You have to be careful about how you are realizing $\mathbb{Z}_2$ as a subgroup of the circle. The sensible thing is as the multiplicative group $\{\pm 1\}$, and the cosets are then antipodal pairs, which gives my first paragraph above.

This is not a problem at all.

Consider the surjective group morphism $f: S^1 \to S^1$ $$f(z)=z^2$$ The kernel is $\{ 1 ; -1\} \cong \Bbb Z_2$ and by the first isomorphism theorem $$S^1 \cong S^1 / \{ 1 ; -1\}$$ which is exactly what you found.

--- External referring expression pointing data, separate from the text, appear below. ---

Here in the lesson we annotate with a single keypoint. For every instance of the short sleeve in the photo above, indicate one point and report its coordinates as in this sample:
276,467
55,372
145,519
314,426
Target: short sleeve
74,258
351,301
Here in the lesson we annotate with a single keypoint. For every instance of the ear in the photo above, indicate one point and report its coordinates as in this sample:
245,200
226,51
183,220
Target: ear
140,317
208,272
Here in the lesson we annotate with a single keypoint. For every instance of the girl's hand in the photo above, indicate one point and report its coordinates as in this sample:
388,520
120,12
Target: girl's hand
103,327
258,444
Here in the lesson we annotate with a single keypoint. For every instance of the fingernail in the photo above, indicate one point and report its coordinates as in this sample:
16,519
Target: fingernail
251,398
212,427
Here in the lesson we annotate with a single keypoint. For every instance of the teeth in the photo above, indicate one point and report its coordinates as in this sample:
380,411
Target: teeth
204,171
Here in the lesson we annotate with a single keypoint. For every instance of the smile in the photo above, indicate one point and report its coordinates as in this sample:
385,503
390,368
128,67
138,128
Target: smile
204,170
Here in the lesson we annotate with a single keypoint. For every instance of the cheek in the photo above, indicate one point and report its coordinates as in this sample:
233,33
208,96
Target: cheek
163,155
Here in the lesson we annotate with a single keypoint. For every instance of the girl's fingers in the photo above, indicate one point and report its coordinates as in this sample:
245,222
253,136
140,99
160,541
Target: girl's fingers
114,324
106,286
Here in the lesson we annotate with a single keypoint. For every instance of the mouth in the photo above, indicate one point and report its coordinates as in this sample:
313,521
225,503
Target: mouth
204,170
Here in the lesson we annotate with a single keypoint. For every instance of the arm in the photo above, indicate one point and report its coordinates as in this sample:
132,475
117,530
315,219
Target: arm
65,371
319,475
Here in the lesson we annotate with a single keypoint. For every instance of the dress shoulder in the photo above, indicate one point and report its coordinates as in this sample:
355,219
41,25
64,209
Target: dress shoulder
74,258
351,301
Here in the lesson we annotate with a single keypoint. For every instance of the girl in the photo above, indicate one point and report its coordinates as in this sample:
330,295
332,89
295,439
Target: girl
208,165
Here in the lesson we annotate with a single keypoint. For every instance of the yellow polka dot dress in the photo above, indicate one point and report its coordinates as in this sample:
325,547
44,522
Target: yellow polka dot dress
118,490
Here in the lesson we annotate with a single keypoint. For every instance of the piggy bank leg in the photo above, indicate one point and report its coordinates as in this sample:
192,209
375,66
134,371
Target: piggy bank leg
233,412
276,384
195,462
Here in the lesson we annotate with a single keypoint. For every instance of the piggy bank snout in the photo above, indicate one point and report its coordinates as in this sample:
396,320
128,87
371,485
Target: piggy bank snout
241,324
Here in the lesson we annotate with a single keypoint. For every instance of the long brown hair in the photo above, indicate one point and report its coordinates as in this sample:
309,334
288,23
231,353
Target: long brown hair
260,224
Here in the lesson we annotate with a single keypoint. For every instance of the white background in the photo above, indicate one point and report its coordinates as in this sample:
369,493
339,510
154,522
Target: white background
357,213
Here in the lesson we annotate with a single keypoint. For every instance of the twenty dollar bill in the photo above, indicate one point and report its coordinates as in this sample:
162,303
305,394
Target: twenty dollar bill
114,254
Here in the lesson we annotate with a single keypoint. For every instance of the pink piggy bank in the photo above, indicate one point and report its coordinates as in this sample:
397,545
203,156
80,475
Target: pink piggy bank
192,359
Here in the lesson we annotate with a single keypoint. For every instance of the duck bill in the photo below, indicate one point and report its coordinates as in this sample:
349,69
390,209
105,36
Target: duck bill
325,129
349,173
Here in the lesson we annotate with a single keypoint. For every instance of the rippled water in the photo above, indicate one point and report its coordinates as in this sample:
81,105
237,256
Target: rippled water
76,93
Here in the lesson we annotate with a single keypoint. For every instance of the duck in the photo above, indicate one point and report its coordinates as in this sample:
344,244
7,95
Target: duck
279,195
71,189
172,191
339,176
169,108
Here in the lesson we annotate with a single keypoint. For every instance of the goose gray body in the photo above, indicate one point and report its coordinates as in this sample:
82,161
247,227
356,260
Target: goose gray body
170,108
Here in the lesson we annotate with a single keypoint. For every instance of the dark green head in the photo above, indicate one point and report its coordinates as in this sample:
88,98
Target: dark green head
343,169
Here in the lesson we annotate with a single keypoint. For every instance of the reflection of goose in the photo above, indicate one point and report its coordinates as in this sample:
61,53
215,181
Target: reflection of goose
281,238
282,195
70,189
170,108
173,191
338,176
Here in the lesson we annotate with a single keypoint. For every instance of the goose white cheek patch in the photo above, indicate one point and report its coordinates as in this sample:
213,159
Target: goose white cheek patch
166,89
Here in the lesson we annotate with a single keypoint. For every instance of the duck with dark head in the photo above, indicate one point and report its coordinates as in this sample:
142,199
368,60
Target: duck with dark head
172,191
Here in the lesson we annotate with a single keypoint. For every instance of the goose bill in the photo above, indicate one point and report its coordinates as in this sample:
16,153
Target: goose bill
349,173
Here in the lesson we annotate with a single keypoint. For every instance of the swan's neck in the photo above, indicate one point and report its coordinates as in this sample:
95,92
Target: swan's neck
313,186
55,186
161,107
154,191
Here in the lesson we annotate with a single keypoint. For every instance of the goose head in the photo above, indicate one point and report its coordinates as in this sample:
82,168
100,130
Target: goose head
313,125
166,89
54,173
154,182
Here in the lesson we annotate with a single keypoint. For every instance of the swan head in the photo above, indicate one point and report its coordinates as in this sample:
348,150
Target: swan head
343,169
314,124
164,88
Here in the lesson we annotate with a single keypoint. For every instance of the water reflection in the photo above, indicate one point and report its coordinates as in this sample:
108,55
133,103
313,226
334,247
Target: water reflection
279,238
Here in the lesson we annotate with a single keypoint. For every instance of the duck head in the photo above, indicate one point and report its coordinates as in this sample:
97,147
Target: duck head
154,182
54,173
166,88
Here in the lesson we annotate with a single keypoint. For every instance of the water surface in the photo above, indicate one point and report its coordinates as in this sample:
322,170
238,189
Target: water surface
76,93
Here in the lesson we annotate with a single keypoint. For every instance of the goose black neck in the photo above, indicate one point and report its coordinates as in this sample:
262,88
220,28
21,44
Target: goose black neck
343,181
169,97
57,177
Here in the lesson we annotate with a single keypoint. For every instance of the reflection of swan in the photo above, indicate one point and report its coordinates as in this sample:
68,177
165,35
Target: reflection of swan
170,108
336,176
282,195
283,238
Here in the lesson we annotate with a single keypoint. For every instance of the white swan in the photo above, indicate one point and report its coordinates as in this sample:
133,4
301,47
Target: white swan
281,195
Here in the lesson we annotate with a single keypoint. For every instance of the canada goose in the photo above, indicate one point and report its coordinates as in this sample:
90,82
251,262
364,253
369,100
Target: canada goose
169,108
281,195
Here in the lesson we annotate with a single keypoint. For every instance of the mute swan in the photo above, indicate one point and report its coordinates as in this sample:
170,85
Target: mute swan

Indeed, if you consider $S^1$ as the multiplicative group $\{ z\in\mathbb C : \lvert z\rvert = 1\}$, then $H=\{+1,-1\}$ is a subgroup isomorphic to $\mathbb Z/2\mathbb Z$ and you have an isomorphism \begin{align*} S^1/H &\longrightarrow S^1, \\ [z] &\longmapsto z^2, \end{align*} where $[z]=zH=\{z,-z\}$.